The process of destruction of S. mansoni larvae by hemocytes starts with the recognition and encapsulation of the newly penetrated sporocyst. The tegument of S. mansoni transforming miracidium is an important interface for molecular communication between the parasite and Biomphalaria . In this context, the first step in the activation of this defense mechanism is the recognition of the parasite presence by hemocytes. The tegument of S. mansoni sporocyst is composed of highly glycosylated [50–52] molecules that bind to soluble proteins of B. glabrata hemolymph in a carbohydrate-dependent manner . Furthermore, it was demonstrated that excretory-secretory glycoproteins from S. mansoni sporocysts also bind to hemocytes via carbohydrate binding receptors . Therefore, lectin-carbohydrate binding could mediate the association of hemocytes with the trematode tegument [15, 44, 53], and consequently it could be a determinant factor of Biomphalaria susceptibility to S. mansoni infection.

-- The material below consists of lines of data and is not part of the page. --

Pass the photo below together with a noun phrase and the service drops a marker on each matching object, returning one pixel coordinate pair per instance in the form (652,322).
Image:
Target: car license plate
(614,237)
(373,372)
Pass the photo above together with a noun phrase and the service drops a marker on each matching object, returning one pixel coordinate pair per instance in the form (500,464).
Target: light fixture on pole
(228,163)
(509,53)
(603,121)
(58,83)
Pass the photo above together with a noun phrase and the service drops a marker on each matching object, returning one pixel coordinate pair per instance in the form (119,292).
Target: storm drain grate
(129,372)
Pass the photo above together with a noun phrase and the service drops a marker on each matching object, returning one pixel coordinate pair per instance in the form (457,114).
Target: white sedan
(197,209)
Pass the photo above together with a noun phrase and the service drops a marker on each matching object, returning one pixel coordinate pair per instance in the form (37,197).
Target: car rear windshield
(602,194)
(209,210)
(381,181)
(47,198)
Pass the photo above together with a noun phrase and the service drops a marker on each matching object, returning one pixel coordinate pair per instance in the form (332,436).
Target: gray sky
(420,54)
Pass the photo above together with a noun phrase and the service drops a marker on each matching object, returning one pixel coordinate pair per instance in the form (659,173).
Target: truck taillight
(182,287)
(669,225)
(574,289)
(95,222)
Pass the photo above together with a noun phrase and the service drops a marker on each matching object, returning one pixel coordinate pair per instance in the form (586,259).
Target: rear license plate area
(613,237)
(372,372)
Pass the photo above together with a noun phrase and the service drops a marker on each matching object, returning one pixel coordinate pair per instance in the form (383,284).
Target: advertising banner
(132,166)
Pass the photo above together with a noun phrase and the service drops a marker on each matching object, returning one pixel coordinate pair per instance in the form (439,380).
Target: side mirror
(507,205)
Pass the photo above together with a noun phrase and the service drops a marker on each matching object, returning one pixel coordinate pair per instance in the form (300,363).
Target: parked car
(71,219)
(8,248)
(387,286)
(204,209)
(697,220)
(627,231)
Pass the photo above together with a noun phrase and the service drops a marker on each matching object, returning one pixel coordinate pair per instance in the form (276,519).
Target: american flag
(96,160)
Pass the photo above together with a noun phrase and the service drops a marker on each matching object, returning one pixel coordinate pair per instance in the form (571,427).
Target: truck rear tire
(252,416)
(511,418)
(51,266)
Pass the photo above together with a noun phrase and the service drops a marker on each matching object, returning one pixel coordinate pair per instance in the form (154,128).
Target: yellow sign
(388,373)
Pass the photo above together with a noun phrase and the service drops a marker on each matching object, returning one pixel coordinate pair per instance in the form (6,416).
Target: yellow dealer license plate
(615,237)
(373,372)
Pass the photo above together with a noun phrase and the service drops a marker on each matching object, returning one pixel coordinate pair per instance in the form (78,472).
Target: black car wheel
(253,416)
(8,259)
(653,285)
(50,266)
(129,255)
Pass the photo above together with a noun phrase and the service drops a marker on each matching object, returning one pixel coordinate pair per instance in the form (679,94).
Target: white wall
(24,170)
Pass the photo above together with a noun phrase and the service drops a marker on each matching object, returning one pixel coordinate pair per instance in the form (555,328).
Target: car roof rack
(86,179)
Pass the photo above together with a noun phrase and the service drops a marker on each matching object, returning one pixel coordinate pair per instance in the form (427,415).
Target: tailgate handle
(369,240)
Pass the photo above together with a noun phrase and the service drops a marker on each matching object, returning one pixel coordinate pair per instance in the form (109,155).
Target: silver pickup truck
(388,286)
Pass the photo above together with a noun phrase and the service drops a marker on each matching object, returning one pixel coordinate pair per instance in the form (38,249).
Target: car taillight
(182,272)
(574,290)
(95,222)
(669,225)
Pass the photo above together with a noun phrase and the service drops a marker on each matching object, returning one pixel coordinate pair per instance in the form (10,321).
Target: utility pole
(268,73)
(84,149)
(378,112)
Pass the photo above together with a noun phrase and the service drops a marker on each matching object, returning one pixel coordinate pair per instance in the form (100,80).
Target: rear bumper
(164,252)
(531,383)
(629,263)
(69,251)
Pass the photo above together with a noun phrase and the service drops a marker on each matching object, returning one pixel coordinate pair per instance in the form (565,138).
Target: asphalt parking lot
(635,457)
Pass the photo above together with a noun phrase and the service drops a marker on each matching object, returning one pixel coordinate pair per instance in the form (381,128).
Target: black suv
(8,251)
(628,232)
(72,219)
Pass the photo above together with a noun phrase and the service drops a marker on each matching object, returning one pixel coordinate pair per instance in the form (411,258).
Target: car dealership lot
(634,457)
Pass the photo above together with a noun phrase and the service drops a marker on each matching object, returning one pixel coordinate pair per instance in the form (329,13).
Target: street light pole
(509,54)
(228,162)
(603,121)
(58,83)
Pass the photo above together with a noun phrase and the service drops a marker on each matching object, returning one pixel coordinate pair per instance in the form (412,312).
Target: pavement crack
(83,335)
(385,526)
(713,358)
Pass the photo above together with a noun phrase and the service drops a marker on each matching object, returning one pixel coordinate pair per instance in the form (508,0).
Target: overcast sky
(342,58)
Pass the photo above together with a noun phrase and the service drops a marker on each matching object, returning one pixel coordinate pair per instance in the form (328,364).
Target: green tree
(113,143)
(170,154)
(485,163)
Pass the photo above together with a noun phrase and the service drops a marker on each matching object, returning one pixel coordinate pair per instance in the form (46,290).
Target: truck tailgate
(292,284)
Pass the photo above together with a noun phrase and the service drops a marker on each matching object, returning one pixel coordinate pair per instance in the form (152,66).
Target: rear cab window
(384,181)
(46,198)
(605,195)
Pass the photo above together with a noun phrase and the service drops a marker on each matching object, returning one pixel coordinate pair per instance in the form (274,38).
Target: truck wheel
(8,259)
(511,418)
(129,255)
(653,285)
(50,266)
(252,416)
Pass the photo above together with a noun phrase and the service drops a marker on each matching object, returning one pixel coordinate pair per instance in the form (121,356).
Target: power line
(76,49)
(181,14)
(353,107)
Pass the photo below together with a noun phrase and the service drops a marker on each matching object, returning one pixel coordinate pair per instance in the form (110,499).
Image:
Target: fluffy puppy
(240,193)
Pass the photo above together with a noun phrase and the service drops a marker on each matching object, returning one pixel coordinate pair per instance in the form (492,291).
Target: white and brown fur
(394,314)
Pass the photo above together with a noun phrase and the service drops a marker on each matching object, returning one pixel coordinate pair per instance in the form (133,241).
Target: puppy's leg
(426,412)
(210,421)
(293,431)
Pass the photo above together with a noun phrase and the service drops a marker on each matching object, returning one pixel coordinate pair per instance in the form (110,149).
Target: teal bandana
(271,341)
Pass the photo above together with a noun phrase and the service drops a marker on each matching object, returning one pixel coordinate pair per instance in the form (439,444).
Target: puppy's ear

To better understand the interaction of hemocytes with parasite larvae, we used the in vitro assay first developed by Bayne et al. . Using this procedure we tested the effect of purified circulating hemocytes plus soluble hemolymph from different Biomphalaria species or strain on the axenically transformed primary or secondary sporocysts of S. mansoni.
The data clearly showed that addition of purified hemocytes from resistant snail strains, such as B. tenagophila Taim, into culture with primary sporocysts resulted in higher levels of parasite mortality compared to sporocysts cultured with hemocytes from susceptible snail strains, such as B. tenagophila Cabo Frio . Moreover, in primary sporocyst cultures containing hemocytes from B. tenagophila Cabo Frio, the addition of cell-free hemolymph from B. tenagophila Taim resulted in increase of hemocyte binding to parasite tegument and higher mortality rates . Therefore, we demonstrated that high levels of sporocyst mortality were associated with higher number of hemocytes bound to parasite tegument leading to parasite encapsulation [32, 54], experimentally confirming that the ability of hemocytes to recognize the primary sporocyst is related to the resistance of B. tenagophila Taim.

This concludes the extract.